FAMSeg: Fetal Femur and Cranial Ultrasound Segmentation Using Feature-Aware Attention and Mamba Enhancement
- URL: http://arxiv.org/abs/2506.07431v2
- Date: Sat, 14 Jun 2025 10:40:44 GMT
- Title: FAMSeg: Fetal Femur and Cranial Ultrasound Segmentation Using Feature-Aware Attention and Mamba Enhancement
- Authors: Jie He, Minglang Chen, Minying Lu, Bocheng Liang, Junming Wei, Guiyan Peng, Jiaxi Chen, Ying Tan,
- Abstract summary: This paper proposes a fetal femur and cranial ultrasound image segmentation model based on feature perception and Mamba enhancement.<n>The FAMSeg network achieved the fastest loss reduction and the best segmentation performance across images of varying sizes and orientations.

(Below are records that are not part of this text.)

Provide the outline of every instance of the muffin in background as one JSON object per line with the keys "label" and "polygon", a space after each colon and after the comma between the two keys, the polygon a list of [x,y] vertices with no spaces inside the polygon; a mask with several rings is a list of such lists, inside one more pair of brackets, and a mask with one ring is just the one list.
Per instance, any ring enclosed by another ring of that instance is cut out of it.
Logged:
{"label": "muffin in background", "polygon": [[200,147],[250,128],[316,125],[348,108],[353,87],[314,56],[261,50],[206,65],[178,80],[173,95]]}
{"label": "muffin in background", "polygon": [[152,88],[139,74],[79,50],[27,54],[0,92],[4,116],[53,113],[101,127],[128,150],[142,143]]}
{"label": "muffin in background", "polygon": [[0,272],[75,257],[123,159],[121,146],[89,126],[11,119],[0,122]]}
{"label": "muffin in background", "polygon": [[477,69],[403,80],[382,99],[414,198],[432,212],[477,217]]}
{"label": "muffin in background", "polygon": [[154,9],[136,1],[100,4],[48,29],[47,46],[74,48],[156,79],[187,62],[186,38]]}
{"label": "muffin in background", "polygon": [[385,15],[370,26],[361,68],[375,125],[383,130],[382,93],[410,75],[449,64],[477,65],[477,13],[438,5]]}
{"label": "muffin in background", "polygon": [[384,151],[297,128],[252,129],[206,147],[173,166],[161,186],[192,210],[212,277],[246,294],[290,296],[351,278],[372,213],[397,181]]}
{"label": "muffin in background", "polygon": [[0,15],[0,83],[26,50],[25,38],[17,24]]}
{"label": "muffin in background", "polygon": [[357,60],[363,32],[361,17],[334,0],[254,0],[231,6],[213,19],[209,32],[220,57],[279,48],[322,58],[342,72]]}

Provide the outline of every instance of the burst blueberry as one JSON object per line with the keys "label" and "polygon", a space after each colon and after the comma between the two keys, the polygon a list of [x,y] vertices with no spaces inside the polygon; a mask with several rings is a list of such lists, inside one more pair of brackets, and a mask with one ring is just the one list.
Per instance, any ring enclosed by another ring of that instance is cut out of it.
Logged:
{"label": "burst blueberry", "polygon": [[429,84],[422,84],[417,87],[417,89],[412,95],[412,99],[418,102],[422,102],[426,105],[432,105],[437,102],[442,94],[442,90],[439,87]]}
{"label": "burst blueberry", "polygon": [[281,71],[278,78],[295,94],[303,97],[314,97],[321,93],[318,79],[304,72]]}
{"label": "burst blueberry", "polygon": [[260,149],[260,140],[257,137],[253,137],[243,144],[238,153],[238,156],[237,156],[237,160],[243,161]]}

- Score: 3.307520405211055
- License: http://arxiv.org/licenses/nonexclusive-distrib/1.0/
- Abstract: Accurate ultrasound image segmentation is a prerequisite for precise biometrics and accurate assessment. Relying on manual delineation introduces significant errors and is time-consuming. However, existing segmentation models are designed based on objects in natural scenes, making them difficult to adapt to ultrasound objects with high noise and high similarity. This is particularly evident in small object segmentation, where a pronounced jagged effect occurs. Therefore, this paper proposes a fetal femur and cranial ultrasound image segmentation model based on feature perception and Mamba enhancement to address these challenges. Specifically, a longitudinal and transverse independent viewpoint scanning convolution block and a feature perception module were designed to enhance the ability to capture local detail information and improve the fusion of contextual information. Combined with the Mamba-optimized residual structure, this design suppresses the interference of raw noise and enhances local multi-dimensional scanning. The system builds global information and local feature dependencies, and is trained with a combination of different optimizers to achieve the optimal solution. After extensive experimental validation, the FAMSeg network achieved the fastest loss reduction and the best segmentation performance across images of varying sizes and orientations.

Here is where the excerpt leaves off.